Outdoor Recreation Programs: Contract Out or Keep in House?
July 14, 2011
Director of Campus Recreation
University of Nevada, Reno
With just over 20 years in the outdoors industry in both the private sector and college/university setting I have experienced both sides of this equation. The request to research this topic came at the same time my university was making a significant change concerning its outdoor recreation program. The two dovetailed nicely and while many readers may disagree with the findings and the eventual outcome, it is an example to learn from.
For the past decade, the program at UNR was ‘home-grown’ and operated exclusively in-house. Everything from instructors to equipment, permits and transportation was owned and operated by the program. We held commercial permits for rafting, kayaking and climbing.
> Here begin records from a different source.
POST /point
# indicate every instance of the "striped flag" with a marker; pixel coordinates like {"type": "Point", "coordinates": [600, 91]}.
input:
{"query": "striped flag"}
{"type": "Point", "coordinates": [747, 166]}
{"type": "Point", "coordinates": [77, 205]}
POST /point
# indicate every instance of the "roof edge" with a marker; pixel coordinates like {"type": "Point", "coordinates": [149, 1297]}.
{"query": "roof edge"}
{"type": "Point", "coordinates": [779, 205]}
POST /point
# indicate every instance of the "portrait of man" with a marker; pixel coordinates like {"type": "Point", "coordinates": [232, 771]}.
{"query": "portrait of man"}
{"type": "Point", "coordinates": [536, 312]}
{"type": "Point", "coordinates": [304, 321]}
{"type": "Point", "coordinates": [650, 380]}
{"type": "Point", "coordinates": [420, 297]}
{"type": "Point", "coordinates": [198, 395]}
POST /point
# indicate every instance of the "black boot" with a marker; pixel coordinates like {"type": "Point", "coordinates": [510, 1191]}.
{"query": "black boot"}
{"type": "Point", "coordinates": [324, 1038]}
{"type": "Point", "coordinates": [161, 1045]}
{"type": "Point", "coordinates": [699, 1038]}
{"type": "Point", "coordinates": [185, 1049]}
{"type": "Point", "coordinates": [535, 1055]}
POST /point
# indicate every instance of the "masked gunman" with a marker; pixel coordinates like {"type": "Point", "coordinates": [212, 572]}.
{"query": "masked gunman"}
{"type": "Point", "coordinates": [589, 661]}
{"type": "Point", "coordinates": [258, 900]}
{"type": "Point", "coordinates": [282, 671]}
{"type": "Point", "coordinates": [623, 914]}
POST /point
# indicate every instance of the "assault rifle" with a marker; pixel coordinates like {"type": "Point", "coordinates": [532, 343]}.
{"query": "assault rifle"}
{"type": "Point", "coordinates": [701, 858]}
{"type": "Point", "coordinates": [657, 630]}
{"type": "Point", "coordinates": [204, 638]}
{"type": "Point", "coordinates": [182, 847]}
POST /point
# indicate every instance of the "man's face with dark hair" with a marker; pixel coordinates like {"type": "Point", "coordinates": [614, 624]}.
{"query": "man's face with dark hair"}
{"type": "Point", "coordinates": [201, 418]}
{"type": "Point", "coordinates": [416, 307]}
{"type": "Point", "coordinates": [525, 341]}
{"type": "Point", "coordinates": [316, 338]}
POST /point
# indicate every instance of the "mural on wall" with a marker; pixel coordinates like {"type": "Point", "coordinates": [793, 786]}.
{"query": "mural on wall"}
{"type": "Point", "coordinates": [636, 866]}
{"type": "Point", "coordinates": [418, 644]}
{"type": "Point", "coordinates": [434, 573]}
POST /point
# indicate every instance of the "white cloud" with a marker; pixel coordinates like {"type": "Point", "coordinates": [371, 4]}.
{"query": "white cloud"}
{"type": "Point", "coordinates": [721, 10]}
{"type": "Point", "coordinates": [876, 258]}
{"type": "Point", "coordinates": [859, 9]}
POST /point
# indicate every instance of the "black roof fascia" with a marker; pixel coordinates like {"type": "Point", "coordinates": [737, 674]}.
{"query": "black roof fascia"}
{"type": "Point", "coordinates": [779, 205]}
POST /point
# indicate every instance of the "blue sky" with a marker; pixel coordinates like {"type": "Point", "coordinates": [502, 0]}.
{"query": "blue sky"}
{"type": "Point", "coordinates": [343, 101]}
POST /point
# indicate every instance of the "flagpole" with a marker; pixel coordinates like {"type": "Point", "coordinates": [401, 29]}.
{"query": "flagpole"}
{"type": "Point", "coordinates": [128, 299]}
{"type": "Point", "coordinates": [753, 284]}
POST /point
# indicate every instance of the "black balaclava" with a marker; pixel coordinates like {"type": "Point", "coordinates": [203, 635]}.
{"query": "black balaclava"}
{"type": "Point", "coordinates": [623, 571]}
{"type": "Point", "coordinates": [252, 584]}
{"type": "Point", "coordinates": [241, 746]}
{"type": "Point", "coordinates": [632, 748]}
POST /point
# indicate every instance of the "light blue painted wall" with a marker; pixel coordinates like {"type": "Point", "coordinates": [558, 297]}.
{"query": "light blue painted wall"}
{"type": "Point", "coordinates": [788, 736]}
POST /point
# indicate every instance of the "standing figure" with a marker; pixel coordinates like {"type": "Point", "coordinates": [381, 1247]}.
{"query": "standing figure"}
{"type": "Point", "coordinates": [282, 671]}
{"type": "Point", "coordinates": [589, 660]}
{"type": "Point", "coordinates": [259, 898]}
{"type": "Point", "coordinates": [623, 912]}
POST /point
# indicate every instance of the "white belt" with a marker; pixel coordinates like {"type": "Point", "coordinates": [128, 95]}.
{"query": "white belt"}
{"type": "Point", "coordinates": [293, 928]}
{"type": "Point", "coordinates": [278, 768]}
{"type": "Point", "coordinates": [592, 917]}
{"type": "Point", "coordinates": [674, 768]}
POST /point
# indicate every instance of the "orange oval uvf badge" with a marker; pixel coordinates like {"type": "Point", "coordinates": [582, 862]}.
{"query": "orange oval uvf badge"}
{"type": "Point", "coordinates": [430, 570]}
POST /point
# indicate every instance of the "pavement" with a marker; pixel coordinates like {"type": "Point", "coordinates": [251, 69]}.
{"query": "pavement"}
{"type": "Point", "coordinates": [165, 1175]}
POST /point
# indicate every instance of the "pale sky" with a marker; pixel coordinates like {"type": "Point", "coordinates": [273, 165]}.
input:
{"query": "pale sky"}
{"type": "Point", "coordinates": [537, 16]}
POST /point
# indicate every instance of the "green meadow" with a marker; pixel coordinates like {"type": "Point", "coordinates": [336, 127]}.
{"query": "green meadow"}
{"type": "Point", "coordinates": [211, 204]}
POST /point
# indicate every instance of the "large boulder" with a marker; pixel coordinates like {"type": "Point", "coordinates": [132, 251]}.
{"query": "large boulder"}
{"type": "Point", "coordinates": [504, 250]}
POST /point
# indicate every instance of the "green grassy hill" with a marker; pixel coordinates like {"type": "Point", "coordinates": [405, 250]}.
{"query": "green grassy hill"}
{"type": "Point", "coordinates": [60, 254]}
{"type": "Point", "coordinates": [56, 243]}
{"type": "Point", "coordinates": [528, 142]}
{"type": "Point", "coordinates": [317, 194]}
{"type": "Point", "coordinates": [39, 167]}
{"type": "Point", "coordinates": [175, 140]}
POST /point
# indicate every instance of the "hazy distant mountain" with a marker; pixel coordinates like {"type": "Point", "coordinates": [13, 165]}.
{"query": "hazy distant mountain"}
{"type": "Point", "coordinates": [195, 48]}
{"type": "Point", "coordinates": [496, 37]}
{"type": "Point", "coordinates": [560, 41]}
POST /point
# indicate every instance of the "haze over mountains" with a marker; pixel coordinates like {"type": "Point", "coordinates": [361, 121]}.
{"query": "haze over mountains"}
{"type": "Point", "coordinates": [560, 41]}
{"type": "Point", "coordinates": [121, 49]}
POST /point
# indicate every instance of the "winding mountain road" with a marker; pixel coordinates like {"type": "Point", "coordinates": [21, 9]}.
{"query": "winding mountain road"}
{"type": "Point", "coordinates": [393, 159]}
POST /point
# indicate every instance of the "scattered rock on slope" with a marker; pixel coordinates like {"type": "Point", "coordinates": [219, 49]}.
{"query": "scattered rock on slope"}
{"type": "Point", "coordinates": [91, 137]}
Class offerings included white water guide school, wilderness skills, sea and white water kayaking, rock climbing, mountaineering, nordic and alpine skiing, snow boarding, fly fishing, wilderness first aid, swift water rescue, rafting and level one avalanche certification. All instructors were certified though national organizations and we followed accepted industry standards for all programs. While all courses were offered both for credit and on a non-credit basis, the University did not offer a degree in the discipline of Outdoor Recreation or anything remotely related. Depending upon the semester and course offerings, participation swung between a peak of 1,200 students and a low of 300. In an average year, the program would offer field trips about 25 weekends per year.
In ten years of operations the program experienced one accident (a broken finger) requiring a trip to the emergency room. The program evaluations were stellar and the students who did participate had life changing experiences and some of them, a decade after graduating, still mark their outdoor experience as the highlight of their college career.
Financially the program was neither a winner nor loser. Year to year it showed a small profit allowing it to continue to expand and grow at an acceptable rate. Some of the less profitable programs were subsidized by the more profitable courses which allowed us to maintain a good balance of opportunities for students at a reasonable cost.
Someone finally asked the question. “If we do not offer a degree in this why do we do it? Why do we commit the human and financial resources to an endeavor in which we do not offer a degree when the chance of a significant loss exists?” Our response was as follows: “It’s part of a well rounded recreation program and it’s what students expect at a university located in our geographic region. Recruitment, retention, student satisfaction. It gives students opportunities to experience the natural environment and learn a new skill set. It teaches students lifetime activities.”
We were listened to, and the administration clearly understood and agreed with the value of the program, but were still uncomfortable with the liability exposure. The questions then turned to “How can we offer the same experience while decreasing the institutions liability exposure? Can we do this by contracting the service and shifting the exposure to the contractor?”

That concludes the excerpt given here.